If You Like: Noname, EarthGang, JID
Every so often you come across a rap group that doesn’t cater to the norms of the culture. They create lanes of their own and break genres. Often, they can take the form of the oppressed and make waves within the community. It’s something really lacking when you take inventory of today’s hip hop and rap culture. The long and outdated practice of flaunting your status and wealth within hip hop is something the middle black family cant relate to. Much underground rap evokes raw beauty that really isn’t seen in some of today’s biggest hitmakers. It’s not something that’s really taught nor can be copied. Lo Village is the one to lead us out of the dark ages.
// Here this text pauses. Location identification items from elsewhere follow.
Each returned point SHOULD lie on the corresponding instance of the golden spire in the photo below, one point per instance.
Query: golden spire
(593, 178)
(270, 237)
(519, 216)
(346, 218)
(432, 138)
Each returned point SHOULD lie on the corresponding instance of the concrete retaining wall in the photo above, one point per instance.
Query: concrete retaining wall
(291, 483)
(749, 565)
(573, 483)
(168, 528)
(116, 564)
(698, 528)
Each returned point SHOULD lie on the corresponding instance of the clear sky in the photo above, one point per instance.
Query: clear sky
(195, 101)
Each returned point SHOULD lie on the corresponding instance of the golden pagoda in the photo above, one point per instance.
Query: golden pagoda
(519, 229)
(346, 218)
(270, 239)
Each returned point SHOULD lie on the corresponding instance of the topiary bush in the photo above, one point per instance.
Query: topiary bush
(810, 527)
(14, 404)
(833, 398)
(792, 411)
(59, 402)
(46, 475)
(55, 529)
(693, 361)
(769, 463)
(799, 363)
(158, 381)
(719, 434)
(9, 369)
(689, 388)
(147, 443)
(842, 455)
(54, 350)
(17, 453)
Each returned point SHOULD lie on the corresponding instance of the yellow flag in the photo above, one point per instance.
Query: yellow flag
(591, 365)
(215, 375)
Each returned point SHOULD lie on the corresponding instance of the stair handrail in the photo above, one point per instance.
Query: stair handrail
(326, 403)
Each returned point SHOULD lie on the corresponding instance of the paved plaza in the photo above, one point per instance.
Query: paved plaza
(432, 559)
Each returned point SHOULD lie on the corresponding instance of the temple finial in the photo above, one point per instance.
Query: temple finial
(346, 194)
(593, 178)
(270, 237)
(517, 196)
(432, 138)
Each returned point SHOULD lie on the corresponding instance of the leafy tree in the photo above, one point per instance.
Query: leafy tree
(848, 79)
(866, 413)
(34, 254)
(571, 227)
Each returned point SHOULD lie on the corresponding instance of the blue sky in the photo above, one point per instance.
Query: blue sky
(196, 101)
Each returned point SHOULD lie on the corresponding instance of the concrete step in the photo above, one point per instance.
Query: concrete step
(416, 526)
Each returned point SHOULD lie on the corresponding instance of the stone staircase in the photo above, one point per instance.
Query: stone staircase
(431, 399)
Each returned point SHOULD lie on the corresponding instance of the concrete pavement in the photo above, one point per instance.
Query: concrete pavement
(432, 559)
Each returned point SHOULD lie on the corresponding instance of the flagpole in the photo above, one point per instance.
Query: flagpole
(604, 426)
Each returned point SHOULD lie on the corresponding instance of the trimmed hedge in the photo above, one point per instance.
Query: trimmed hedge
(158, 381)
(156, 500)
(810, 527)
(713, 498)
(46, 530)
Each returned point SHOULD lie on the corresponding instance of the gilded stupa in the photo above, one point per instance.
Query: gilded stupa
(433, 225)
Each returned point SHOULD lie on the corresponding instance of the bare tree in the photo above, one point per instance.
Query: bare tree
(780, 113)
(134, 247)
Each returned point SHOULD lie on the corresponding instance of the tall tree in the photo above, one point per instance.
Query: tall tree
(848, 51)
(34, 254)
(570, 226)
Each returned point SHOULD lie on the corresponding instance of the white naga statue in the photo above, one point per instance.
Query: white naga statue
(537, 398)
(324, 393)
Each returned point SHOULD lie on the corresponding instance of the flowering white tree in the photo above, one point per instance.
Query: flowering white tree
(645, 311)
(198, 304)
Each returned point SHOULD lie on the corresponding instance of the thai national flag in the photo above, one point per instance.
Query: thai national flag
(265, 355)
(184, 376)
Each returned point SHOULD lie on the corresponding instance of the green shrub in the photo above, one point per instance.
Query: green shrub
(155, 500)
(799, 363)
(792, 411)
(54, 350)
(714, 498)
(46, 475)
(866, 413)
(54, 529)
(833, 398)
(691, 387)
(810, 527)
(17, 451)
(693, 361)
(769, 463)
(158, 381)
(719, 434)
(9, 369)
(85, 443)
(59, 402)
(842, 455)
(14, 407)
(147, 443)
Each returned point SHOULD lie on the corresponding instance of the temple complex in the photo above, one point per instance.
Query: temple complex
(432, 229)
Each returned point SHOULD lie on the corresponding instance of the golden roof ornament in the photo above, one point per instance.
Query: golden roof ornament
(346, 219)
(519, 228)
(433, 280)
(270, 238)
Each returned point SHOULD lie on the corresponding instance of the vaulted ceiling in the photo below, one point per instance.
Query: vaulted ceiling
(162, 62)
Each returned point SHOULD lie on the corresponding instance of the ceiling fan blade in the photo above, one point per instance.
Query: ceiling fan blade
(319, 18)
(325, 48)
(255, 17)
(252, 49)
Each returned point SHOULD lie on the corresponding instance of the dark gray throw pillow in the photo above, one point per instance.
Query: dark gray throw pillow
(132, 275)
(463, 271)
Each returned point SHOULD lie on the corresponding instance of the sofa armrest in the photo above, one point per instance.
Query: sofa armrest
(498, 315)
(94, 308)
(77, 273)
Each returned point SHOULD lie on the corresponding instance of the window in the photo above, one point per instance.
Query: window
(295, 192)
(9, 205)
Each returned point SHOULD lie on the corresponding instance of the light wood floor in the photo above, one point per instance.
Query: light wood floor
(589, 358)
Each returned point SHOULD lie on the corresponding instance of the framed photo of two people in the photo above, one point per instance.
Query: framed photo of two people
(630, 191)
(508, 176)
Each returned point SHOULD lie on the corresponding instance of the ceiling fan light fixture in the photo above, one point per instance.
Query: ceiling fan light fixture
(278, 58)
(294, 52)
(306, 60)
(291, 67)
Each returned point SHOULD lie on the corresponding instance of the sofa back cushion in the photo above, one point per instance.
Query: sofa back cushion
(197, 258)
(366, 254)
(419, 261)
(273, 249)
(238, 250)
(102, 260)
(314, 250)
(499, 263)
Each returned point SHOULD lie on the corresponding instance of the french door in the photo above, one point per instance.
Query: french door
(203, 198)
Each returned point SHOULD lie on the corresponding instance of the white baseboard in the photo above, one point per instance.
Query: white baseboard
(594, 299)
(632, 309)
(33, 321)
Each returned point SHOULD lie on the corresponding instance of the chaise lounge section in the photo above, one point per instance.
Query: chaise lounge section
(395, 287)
Lo Village is in a league of their own. They rap, sing R&B, and blend elements of funk and neo-soul. The group consists of singer/songwriter Ama Tabiri, rapper/producer Kane Tabiri, and rapper Charles Tyler. Despite the outstanding production and catchy melodies, that still doesn’t touch on Lo Village’s best talent, storytelling. On their new EP, Lost in America, Lo Village paints a picture of the racial injustices faced by minorities in America today. The theme of the project asks the central question that has been posed for decades, “Can you tell me what’s goin’ on?” In just 15 minutes of total time, Lo Village gives their perspective. In “Terry Crews,” Lo Village speaks about how selling out your “culture” for clout and fame can have a negative impact. In the end, you are either with them or you can step out. In the larger scope, Lo Village makes you think about your place in today’s society.
In “Lost in America,” Lo Village echoes the voice of a disenfranchised nation. Its where Lo Village showcases their core talent, weaving a story heard so many times before in the news. Takes a catchy playful melody and twists it on its head. As Lo Village takes us from slave ships in the 1700s to the most recent racial killings of blacks at the hands of cops. The track allows Lo Village to paint a picture and spark a revolution. Throughout Lo Village’s catalog, the groups spares no expense in speaking from the heart of a nation without a voice.